Cox regression analysis revealed that 3435 CT was associated with increased recurrence risk compared to 3435 CC (P = 0.043; hazard ratio [HR] = 5.11; 95% confidence interval [CI]: 1.05–24.74) and 3435 CC+TT genotypes (P = 0.023; HR = 4.83; 95% CI: 1.24–18.8) (Table 3).
Table 3.
HRs in breast cancer patients treated with tamoxifen
| ABCB1 genotype | HR | 95% CI | P-value |
|---|---|---|---|
| (Analysis model 1) | |||
| CC | 1.0 (ref) | ||
| CT | 5.11 | 1.05–24.74 | 0.043 |
| (Analysis model 2) | |||
| CC+TT | 1.0 (ref) | ||
| CT | 4.83 | 1.24–18.80 | 0.023 |
Abbreviations: CI, confidence interval; HR, hazard ratio.
Discussion
Intermediate and poor metabolizer-related CYP2D6 genotypes have been associated with unfavorable outcomes in estrogen positive breast cancer patients who received tamoxifen adjuvant therapy.18–22 However, several studies with large sample sizes have shown contradictory results.4–7 In Asian (including Thai) studies, CYP2D6*10, which is the most common variant, has been associated with short DFS.20,23–25 However, it could not be indicated as a recurrent predictive marker in tamoxifen treatment.23–26 It has been suggested that genetic polymorphisms of other CYPs and drug transporters are involved in the variable effectiveness of tamoxifen.21,27 In this study, we evaluated the additional genetic variants associated with tamoxifen effectiveness in Thai patients with early-stage breast cancer.
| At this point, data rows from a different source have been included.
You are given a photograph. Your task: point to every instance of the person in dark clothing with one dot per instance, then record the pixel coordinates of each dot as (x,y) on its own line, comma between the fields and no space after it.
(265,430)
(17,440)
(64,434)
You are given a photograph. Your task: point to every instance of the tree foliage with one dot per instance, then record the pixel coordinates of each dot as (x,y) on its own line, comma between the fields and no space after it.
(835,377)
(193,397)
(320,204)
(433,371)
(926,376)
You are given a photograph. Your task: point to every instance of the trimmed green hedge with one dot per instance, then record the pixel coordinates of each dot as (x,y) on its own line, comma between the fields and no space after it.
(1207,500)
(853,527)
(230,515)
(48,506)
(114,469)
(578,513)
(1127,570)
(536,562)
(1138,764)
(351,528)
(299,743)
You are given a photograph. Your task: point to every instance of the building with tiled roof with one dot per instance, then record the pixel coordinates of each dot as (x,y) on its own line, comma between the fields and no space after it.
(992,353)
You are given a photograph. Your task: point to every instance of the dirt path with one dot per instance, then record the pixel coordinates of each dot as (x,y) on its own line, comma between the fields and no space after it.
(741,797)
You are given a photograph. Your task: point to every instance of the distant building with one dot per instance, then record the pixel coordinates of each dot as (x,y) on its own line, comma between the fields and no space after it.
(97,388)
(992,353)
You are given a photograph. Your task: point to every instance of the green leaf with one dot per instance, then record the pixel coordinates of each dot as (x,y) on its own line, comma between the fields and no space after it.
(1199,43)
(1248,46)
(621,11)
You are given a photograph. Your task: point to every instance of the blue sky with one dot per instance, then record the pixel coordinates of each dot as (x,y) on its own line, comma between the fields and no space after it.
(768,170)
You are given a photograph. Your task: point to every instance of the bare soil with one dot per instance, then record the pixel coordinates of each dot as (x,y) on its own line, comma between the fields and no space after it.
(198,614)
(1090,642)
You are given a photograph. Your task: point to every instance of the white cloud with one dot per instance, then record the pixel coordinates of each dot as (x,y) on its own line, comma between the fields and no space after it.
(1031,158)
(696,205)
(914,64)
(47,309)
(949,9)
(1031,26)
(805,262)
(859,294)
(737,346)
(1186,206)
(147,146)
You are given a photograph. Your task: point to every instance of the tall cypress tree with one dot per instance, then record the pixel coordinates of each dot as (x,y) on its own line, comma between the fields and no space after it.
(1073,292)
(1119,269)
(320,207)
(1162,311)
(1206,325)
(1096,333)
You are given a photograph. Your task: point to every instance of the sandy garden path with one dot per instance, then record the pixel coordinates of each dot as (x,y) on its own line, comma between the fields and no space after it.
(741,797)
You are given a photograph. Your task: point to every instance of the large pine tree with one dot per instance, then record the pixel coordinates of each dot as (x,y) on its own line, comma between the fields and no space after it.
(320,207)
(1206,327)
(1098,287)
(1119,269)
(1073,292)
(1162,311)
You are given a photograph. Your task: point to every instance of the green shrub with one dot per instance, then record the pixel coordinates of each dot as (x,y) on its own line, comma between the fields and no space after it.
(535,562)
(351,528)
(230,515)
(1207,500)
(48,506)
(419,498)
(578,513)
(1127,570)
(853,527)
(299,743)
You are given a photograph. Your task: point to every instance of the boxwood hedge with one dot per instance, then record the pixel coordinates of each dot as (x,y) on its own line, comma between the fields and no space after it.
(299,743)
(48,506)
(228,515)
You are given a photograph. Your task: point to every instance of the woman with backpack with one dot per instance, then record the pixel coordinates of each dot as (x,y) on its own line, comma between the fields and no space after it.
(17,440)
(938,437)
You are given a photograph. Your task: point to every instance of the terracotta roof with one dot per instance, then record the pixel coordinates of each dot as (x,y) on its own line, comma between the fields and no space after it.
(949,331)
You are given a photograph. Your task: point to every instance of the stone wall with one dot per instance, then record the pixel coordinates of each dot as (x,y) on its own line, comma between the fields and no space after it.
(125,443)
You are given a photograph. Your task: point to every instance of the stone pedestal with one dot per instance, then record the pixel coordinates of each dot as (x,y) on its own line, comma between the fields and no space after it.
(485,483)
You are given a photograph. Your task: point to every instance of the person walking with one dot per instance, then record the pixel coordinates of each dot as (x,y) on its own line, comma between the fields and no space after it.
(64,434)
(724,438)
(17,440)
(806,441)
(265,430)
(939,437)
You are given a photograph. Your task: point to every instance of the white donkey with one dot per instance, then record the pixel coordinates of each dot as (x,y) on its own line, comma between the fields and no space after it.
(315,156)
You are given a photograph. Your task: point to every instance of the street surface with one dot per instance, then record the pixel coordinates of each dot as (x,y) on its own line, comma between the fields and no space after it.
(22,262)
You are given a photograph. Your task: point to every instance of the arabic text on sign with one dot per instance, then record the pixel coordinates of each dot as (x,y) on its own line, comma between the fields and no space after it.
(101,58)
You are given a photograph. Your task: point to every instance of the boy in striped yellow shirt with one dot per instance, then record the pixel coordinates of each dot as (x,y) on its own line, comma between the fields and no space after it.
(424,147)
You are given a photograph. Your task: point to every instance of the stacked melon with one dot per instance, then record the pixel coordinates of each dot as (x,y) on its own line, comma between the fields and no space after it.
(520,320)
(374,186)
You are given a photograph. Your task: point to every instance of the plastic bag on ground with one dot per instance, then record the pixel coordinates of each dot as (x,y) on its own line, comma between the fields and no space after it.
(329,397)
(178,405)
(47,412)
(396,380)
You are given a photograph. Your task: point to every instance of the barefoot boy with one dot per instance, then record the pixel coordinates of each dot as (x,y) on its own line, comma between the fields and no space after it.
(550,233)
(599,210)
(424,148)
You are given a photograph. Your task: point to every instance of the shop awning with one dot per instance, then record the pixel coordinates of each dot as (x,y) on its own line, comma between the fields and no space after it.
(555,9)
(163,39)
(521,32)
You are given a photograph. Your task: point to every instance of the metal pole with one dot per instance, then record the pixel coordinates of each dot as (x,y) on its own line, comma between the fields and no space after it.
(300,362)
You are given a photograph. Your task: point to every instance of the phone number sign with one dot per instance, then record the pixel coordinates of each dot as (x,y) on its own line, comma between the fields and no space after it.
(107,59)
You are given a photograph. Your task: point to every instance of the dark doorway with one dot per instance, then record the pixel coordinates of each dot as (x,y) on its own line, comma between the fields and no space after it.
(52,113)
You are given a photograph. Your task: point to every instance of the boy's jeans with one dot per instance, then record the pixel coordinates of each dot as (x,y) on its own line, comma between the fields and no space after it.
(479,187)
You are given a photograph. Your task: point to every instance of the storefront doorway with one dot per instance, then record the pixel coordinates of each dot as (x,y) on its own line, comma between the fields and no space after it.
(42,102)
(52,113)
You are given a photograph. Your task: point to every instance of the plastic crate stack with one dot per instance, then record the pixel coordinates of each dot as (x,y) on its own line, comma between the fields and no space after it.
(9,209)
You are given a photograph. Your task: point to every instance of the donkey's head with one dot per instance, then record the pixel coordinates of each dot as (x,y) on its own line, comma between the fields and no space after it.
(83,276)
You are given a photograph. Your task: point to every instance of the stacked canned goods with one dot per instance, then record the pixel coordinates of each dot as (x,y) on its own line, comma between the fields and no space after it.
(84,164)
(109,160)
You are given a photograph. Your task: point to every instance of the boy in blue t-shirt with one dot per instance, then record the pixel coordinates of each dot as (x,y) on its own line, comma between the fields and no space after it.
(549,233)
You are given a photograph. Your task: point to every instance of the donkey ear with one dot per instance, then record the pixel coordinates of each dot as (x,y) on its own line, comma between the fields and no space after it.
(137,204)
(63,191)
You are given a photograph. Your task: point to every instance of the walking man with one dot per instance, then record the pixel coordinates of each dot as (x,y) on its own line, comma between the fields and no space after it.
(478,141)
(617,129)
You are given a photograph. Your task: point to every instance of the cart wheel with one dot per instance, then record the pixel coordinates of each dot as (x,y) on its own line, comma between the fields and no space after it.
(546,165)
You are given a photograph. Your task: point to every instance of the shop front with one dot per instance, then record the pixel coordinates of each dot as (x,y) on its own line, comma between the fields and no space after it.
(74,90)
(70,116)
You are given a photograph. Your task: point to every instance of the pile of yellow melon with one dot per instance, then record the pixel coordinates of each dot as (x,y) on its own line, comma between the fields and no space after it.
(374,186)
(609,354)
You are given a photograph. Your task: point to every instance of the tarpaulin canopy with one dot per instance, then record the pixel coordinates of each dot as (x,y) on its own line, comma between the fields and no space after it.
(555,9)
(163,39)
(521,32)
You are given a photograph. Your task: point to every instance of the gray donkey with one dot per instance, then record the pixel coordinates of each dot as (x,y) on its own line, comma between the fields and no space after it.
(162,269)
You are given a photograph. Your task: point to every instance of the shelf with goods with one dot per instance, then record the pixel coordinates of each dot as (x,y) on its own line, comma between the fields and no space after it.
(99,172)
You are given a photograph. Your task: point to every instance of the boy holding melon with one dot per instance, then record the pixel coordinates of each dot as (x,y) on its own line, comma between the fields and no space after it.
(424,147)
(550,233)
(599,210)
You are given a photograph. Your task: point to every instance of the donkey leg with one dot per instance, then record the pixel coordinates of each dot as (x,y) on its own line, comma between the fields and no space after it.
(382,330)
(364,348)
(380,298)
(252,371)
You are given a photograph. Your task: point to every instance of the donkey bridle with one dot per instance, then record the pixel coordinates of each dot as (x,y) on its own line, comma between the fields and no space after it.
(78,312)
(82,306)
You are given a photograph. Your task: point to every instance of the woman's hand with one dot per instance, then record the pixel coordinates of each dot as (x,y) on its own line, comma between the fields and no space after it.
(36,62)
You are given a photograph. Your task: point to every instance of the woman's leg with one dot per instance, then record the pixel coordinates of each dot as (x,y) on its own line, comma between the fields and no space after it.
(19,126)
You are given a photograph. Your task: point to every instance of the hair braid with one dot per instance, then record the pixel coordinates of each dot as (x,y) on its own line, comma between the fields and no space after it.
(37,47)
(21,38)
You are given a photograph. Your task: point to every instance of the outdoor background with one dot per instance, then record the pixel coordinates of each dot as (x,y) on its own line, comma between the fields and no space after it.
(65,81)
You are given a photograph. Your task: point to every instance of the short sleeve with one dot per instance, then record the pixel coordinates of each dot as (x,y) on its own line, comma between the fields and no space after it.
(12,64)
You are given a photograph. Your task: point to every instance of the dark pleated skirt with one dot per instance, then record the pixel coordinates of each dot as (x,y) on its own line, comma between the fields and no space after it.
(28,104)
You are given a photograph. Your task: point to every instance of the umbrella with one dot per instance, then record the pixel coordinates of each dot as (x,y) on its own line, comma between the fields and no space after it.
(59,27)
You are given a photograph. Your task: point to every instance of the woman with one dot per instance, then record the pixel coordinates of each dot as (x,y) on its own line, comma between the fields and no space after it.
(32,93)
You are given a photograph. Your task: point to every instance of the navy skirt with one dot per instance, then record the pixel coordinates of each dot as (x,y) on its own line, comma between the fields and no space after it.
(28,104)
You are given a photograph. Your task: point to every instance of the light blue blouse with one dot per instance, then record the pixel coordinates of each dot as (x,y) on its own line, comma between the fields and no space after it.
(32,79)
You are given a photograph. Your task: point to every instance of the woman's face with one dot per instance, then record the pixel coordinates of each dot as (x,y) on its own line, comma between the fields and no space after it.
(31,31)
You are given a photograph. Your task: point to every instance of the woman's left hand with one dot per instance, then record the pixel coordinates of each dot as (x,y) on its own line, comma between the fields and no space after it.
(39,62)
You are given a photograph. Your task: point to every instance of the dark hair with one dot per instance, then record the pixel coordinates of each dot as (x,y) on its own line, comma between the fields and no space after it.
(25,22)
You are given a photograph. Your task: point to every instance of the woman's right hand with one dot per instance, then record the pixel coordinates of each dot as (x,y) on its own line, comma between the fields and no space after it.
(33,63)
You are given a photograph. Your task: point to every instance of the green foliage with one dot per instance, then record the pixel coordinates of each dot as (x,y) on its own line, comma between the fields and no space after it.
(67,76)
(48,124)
CYP3A4*1B/18 could not be found in our limited sample size due to the fact that the frequency of both alleles is only around 1% in the Asian population;28 however, the allele frequency of CYP3A5*3 (non-function variant) was observed to be comparable to that in other reports.29,30 Several studies, including one by our group, investigated the association of CYP3A5 genotype with tamoxifen clinical outcomes; no significant association was observed.27,31–35 It has been demonstrated that CYP3A5*3/*3 does not affect endoxifen level in vitro and in vivo.30,36 Moreover, tamoxifen can be metabolized by other CYP enzymes such as CYP3A4 and CYP2C19 in the liver or by CYPs that are expressed in breast cancer cells.2,37,38
Research in Japanese women has suggested that the A allele of ABCC2 68231 A>G is at risk for recurrence after 5 years of tamoxifen treatment but not ABCC2*1C (−24 C>T) and ABCB1 3435 C>T.21 In contrast, we found that neither ABCC2 68231 A>G nor ABCC2*1C (−24 C>T) appear to influence tamoxifen adjuvant treatment. However, we found an association between ABCB1 3435 C>T and impact on recurrence risk in patients with 3435 CT genotype, which occurred more than in those with 3435 CC. Surprisingly, homozygous 3435 TT is not associated with the risk of recurrence whilst heterozygous 3435 CT is. This can be explained from evidence that 3435 C>T polymorphism is associated with certain changes in P-gp expression.14 No difference in P-gp messenger (m)RNA and protein levels was observed in non-tumor cells with either 3435 CT or TT polymorphism.15 However, a previous study in humans found that liver tumors with 3435 CT genotype expressed higher levels of P-gp protein compared to CC and TT genotype.39 The increased P-gp protein expression limits drug penetration into intratumor cells. Furthermore, ABCB1 3435 CT genotype has previously been identified as an independent factor for DFS in breast and other cancers.40–42 However, this correlation needs to be verified based on an individual’s complete haplotype of the ABCB1 gene. Although in our study the sample size is not large, the association can still be observed. Therefore, our findings are interesting and warrant further investigation in a larger sample.
Conclusion
The findings of this study suggest that ABCB1 is a potential predictive marker of tamoxifen therapy outcomes.
Author contributions
All authors contributed to the interpretation of the results and read and approved the final manuscript.
Acknowledgments
This research project was financially supported by the Faculty of Science and Faculty of Medicine, Ramathibodi Hospital, Mahidol University. Additional support for this work has been provided by the Ramathibodi Cancer Center, Ramathibodi Hospital, Bangkok, Thailand.
Footnotes
Disclosure
The authors report no conflicts of interest in this work.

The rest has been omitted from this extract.